Our first set of practical examples will use the Baseball Databank, a compilation of historical Major League Baseball (MLB) data maintained by the Chadwick Baseball Bureau, based upon earlier work by Sean Forman, Sean Lahman, and others. The Baseball Databank, along with other relevant open baseball datasets, are described and linked to here, with the current version contained in the baseballdatabank git repository.
The previous page instructed you how to clone the baseballdatabank repository as a submodule in our tutorial repository. Alternatively, if you just want the baseball data, you can clone that repository directly.
Once you have downloaded the baseball data, you will find it contains two folders, 'core' and 'upstream'. The 'core' folder contains the databank itself, and 'upstream' contains files used to construct the databank. The 'core' folder contains a long list of data files in a Comma-Separated Values (CSV) format, a common way of storing tabular data in a textual "flat file". We list the files below:
- AllstarFull.csv
- Appearances.csv
- AwardsManagers.csv
- AwardsPlayers.csv
- AwardsShareManagers.csv
- AwardsSharePlayers.csv
- Batting.csv
- BattingPost.csv
- CollegePlaying.csv
- Fielding.csv
- FieldingOF.csv
- FieldingOFsplit.csv
- FieldingPost.csv
- HallOfFame.csv
- HomeGames.csv
- Managers.csv
- ManagersHalf.csv
- Parks.csv
- People.csv
- Pitching.csv
- PitchingPost.csv
- Salaries.csv
- Schools.csv
- SeriesPost.csv
- Teams.csv
- TeamsFranchises.csv
- TeamsHalf.csv
The file Batting.csv, for example, contains batting records for all MLB players throughout history (even for those players, like "Moonlight" Graham, who never came to bat). The first few lines of the file reveal the structure of the data, showing the aggegated batting statistics for each player in each season that they played:
playerID,yearID,stint,teamID,lgID,G,AB,R,H,2B,3B,HR,RBI,SB,CS,BB,SO,IBB,HBP,SH,SF,GIDP
abercda01,1871,1,TRO,NA,1,4,0,0,0,0,0,0,0,0,0,0,,,,,0
addybo01,1871,1,RC1,NA,25,118,30,32,6,0,0,13,8,1,4,0,,,,,0
allisar01,1871,1,CL1,NA,29,137,28,40,4,5,0,19,3,1,2,5,,,,,1
allisdo01,1871,1,WS3,NA,27,133,28,44,10,2,2,27,1,1,0,2,,,,,0
ansonca01,1871,1,RC1,NA,25,120,29,39,11,3,0,16,6,2,2,1,,,,,0
armstbo01,1871,1,FW1,NA,12,49,9,11,2,1,0,5,0,1,0,1,,,,,0
barkeal01,1871,1,RC1,NA,1,4,0,1,0,0,0,2,0,0,1,0,,,,,0
barnero01,1871,1,BS1,NA,31,157,66,63,10,9,0,34,11,6,13,1,,,,,1
barrebi01,1871,1,FW1,NA,1,5,1,1,1,0,0,1,0,0,0,0,,,,,0
The first entry in each column, the playerID, indicates a player; the playerID recurs in other csv files to identify those players, with biographical information about each player in the file People.csv. Most of the rest of the columns describe different hitting statistics associated with that player during that year.
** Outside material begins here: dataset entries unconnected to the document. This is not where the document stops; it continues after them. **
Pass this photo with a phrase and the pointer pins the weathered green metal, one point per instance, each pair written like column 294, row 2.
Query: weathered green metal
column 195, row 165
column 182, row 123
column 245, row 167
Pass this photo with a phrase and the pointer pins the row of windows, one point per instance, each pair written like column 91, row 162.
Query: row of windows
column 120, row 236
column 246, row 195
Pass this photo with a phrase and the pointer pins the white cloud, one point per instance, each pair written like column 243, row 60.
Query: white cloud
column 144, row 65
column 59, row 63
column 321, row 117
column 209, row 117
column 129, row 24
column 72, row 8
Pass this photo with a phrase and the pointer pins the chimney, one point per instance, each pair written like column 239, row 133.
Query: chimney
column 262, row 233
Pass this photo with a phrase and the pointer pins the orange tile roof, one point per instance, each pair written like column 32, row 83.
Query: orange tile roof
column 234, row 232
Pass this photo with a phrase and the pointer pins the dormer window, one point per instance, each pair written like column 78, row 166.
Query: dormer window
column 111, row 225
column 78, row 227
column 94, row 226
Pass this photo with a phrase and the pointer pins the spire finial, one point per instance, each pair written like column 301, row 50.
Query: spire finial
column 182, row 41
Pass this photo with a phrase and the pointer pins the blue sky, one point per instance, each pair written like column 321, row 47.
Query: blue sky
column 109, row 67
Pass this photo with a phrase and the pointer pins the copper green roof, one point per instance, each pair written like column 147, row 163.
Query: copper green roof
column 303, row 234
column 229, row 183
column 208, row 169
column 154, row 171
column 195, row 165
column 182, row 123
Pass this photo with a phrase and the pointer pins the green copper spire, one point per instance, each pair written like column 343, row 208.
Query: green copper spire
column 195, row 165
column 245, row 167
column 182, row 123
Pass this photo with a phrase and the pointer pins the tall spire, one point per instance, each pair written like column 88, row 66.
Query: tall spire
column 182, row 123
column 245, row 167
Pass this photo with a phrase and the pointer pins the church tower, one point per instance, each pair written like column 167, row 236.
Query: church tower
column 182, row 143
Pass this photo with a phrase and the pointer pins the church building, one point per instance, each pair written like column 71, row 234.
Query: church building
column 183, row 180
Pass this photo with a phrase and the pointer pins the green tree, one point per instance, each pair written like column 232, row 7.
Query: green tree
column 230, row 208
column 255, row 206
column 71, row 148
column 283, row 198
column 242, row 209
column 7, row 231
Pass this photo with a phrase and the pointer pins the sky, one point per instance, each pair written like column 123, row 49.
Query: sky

We will revisit these data later, using various Python packages for data interrogration and analysis.
In addition to the Baseball Databank, another extremely valuable resource for baseball data is Retrosheet, which is also accessible in the retrosheet git repository maintained by the Chadwick Bureau. Retrosheet provides an even finer-grained dataset capturing baseball history, with each game played captured as a row in a csv file containing 161 columns characterizing various game attributes.